C'est le royaume des pins, des chênes verts, des oliviers, des figuiers, des citronniers, des grenadiers, de la vigne et des orangers. On peut parfois apercevoir des cerfs, l'animal emblématique de l'île.
Ces routes conduisent vers le village de Láerma, le lac de Gadouras et le monastère de Thári. Il y a aussi le massif du mont Attavyros, point culminant de Rhodes avec ses 1 216 mètres d'altitude, offrant un point de vue à 360°.
À l’extrémité sud de Rhodes se détache la presqu’île sauvage de Prasonisi, reliée à la terre ferme par un banc de sable. Les vagues et le vent y sont forts, ce qui fait le bonheur des amateurs de surf et de windsurf.
Sur la côte occidentale, le château de Monolithos s'impose comme un site spectaculaire. Non loin, au cap Fourni, se trouvent quelques plages en pleine nature.
On peut aussi citer le village d'Emponas, capitale du vignoble de Rhodes, le château-fort de Kritinia et les ruines de l'ancienne cité de Camiros. Nichée dans un vallon doux au milieu des pins, la vieille Camiros offre une belle échappée sur la mer Égée.
En se rapprochant de la ville de Rhodes, la vallée des Papillons à Petaloudes est une réserve naturelle unique, lieu de vie de millions de papillons de mai à septembre.
Avant de regagner la capitale, on peut faire une halte à Filerimos, avec son monastère médiéval et les ruines de l'ancien site antique de Ialyssos.

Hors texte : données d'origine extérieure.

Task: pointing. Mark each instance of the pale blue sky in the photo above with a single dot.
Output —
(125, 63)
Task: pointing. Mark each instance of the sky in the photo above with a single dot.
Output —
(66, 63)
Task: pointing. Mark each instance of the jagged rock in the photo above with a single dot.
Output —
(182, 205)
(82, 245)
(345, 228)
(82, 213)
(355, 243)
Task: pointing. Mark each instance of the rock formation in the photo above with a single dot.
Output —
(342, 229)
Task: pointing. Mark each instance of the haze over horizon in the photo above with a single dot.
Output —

Préparer son voyage à Rhodes : informations pratiques
Quand partir à Rhodes
L'été est la saison idéale pour profiter des plages, mais c'est aussi celle du tourisme de masse, surtout sur la côte nord-est.

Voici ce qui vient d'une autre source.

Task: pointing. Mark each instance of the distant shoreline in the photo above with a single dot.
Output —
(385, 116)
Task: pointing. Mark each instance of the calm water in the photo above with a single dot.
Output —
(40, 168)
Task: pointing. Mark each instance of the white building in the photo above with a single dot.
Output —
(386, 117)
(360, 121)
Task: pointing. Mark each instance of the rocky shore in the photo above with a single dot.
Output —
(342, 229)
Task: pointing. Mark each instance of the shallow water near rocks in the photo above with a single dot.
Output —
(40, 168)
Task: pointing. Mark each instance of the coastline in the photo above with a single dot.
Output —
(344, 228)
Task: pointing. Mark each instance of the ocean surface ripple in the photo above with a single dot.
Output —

Avril et mai sont des périodes privilégiées, avec moins de monde et une île très verte et fleurie. D'octobre à mars, l'île est plus arrosée mais révèle une Rhodes plus intime.
Location de voiture à Rhodes, est-ce indispensable
Si vous venez uniquement pour la plage, la location n'est pas indispensable. Les bus relient Rhodes et Lindos, mais ils sont souvent bondés en été.
Pour découvrir l'intérieur de l'île et être flexible, la location de voiture est indispensable.
Circuler en voiture à Rhodes
L'île mesure environ 80 kilomètres de long sur 40 de large. Les distances ne sont pas énormes, mais la circulation est dense sur la côte nord-est en été et les routes sont sinueuses ailleurs.
La conduite locale est un peu sportive. Les routes sont globalement en bon état et la signalisation est en alphabet grec et latin.